Fracking appeals: A pillar of the legal system or complete waste of our taxes?
London-based District Judge Michael Snow was speaking after a two-day trial of eight campaigners arrested after a lock-on protest at Cuadrilla’s Preston New Road shale gas drill site.
Anti-fracking campaigners have hit out at the judge’s remarks, warning it would set a ‘very dangerous precedent’ to further limit access to legal aid.
Judge Snow who normally sits at Westminster Magistrates’ Court said: “I don’t think these cases merit legal aid in the future.
“I say that for the benefit of the legal aid system.”
There has been a steady stream of protesters in court this year, particularly after a month-long drive in July from the national Reclaim the Power group, where people lock themselves together with limbs inside metal tubes across the entrance to the drill site to try to prevent work taking place.
While the exact legal aid bill linked to arrests at the fracking site is not known, there have been dozens of applications for state support by protesters facing criminal charges.
By March, 40 such claims had already been lodged, with each potentially worth hundreds of pounds.
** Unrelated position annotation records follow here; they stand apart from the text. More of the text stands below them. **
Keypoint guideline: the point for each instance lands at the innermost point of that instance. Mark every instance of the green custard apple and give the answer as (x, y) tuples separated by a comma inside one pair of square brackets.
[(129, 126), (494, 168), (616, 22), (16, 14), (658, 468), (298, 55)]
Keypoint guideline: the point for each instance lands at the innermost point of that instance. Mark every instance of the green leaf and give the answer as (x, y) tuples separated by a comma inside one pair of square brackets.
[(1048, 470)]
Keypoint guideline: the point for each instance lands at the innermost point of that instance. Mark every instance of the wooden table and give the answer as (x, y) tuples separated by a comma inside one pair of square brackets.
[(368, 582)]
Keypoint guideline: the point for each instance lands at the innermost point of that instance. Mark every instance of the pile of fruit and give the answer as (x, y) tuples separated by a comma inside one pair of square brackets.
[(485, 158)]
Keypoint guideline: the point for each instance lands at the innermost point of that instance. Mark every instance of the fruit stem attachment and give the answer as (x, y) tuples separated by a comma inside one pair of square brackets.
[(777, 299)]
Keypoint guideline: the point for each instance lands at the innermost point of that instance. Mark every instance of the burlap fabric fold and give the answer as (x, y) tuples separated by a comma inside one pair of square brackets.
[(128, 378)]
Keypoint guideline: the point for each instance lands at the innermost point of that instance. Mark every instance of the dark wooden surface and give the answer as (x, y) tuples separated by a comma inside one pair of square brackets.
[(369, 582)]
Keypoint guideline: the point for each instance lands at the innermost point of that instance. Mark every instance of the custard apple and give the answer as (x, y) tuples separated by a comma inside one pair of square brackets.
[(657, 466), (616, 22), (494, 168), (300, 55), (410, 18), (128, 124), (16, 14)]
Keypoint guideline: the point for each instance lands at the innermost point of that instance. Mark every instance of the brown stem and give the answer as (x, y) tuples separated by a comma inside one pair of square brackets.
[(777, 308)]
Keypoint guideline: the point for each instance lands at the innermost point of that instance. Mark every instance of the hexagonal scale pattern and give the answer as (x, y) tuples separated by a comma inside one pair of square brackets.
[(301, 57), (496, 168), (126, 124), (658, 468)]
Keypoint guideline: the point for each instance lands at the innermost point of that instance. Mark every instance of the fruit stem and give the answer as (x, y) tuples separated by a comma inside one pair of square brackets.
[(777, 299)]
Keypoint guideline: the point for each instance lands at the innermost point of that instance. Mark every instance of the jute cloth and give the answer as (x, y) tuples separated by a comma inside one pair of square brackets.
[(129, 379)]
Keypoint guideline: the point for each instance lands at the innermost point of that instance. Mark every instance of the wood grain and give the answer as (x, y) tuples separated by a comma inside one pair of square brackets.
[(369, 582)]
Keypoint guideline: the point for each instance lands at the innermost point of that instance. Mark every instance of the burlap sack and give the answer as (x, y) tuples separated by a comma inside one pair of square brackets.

Longer trials can cost upwards of £1,000 per defendant.
The judge’s view has sparked heated comments with supporters of shale gas saying the protests have caused disruption and wasted public money, while anti-frackers have blasted the remarks saying people had the right to representation in court.
Francis Egan, chief executive of Cuadrilla said: “People have a right to lawful protest, which we respect.
“That said, professional activists, the majority from outside Lancashire, have a track record of illegally causing road closures, preventing Lancashire businesses carrying out their lawful work and seriously disrupting Lancashire commuters going about their daily business.
“These activists are quite rightly being brought before court to answer the charges against them.
“We have consistently said that these illegal and intimidating protest tactics are a waste of taxpayers’ money both in terms of policing and the judiciary’s time.”
A spokesman from Frack Free Lancashire said: “It is an important pillar of our legal system that access to justice is not constrained or dictated by financial circumstances so that we can all be at least theoretically equal before the law.
“The government’s own guidelines state that you should be eligible for legal aid if you’ve been accused of a crime and you can’t afford to pay for legal costs.
“We reject absolutely the judge’s remarks, which risk setting a very dangerous precedent for access to justice in this country.
“As District Judge Jeff Brailsford said whilst acquitting an anti-fracking protester in May this year, there is a right to protest and every one of these cases will be treated on its own merits.
“Denying defendants legal aid would effectively be pre-judging the issues which would run counter to the very basis and ethics of the English legal system.”